Book Read Free

After My Fashion

Page 29

by John Cowper Powys


  Nelly sat down on the nearest chair, nonplussed, puzzled, bewildered, indignant. Had the death of Roger Lamb affected Richard as much as Catharine? But why Atlantic City? There were surely other places, country places in New Jersey, he could have rushed off to? Had Lamb’s death driven them all crazy? Surely Karmakoff and Catharine didn’t want him down there with them? And then, all in a moment, it dawned upon her that he was using the two lovers merely as a clumsy excuse, as an awkward blind, for his own devices. What he was really up to, no doubt, was going down there with Elise Angel! Lamb’s death had made him restless and defiant, as it had made these others restless and defiant, and he had resolved to follow their example and take some wilful plunge. It was curious that that boy’s death, instead of lifting them all into a calmer, clearer state of mind, seemed to have driven them into fiercer acts of self-assertion than they had ever dared to risk before!

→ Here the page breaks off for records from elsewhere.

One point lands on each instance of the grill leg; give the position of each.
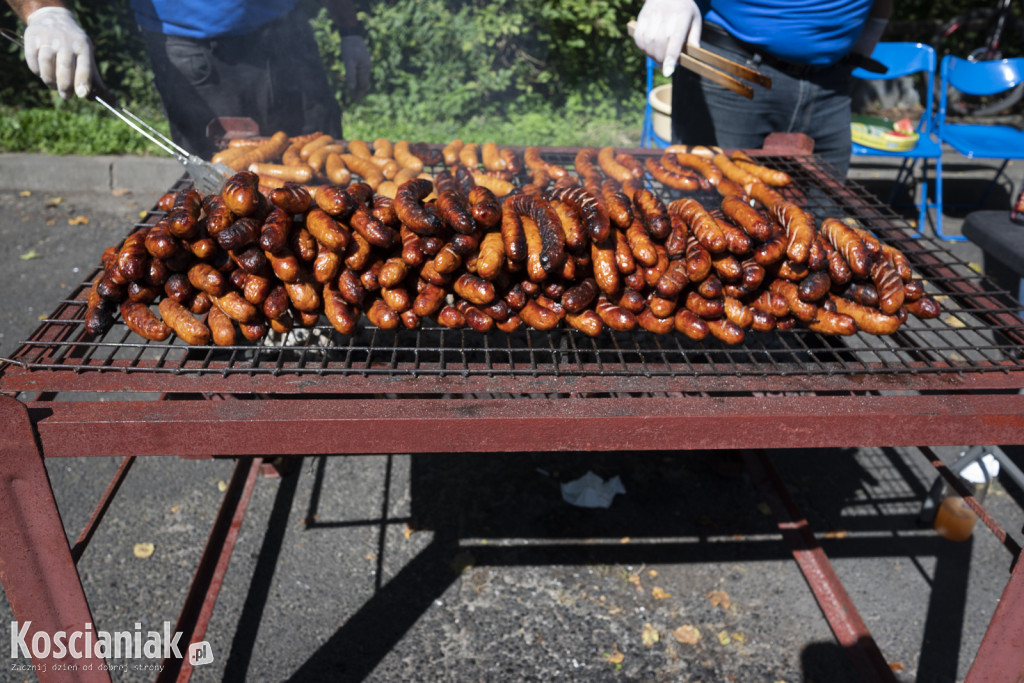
(38, 574)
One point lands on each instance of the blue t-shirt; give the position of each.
(810, 32)
(207, 18)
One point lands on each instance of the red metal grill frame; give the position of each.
(471, 409)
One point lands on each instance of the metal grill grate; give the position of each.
(979, 331)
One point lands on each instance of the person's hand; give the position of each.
(58, 52)
(663, 28)
(355, 55)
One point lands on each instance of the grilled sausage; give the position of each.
(749, 218)
(143, 322)
(183, 323)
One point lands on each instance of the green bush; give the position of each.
(559, 72)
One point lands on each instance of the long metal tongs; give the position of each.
(207, 177)
(716, 68)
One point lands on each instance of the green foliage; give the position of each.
(451, 66)
(559, 72)
(71, 128)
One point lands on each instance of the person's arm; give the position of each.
(55, 47)
(873, 28)
(354, 52)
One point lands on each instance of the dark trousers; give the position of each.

  The girl felt almost tempted, as she sat on the high chair by the table resting her chin in her hands, to attribute all these feverish movements to some influence of Roger Lamb emanating from the invisible world.

  Was this capricious and chaste spirit trying to communicate to them all some utterly subversive doctrine of human relations, some secret of the abyss that contradicted all the normal traditions? Was the real law of the system of things nothing less simple than that every living person should fight unscrupulously for his own hand?

  She rose to her feet and moved to the window. The little street below her was quiet enough; but from the great neighbouring thoroughfare came the roar of the motor-lorries carrying their merchandise from the warehouses and wharfs of the downtown quarter to the uptown department stores.

  Along with that harsh persistent rumble, the very beating of the bold heart of the adventurous city, came a sort of challenge to her courage. Dared she too, as these others had done, shake off the fatalism of the Old World and strike resolutely and swiftly for what she wanted?

  She turned from the window and looked at the clock on the mantelpiece. It was only a quarter to twelve. Richard’s train did not leave for three hours yet.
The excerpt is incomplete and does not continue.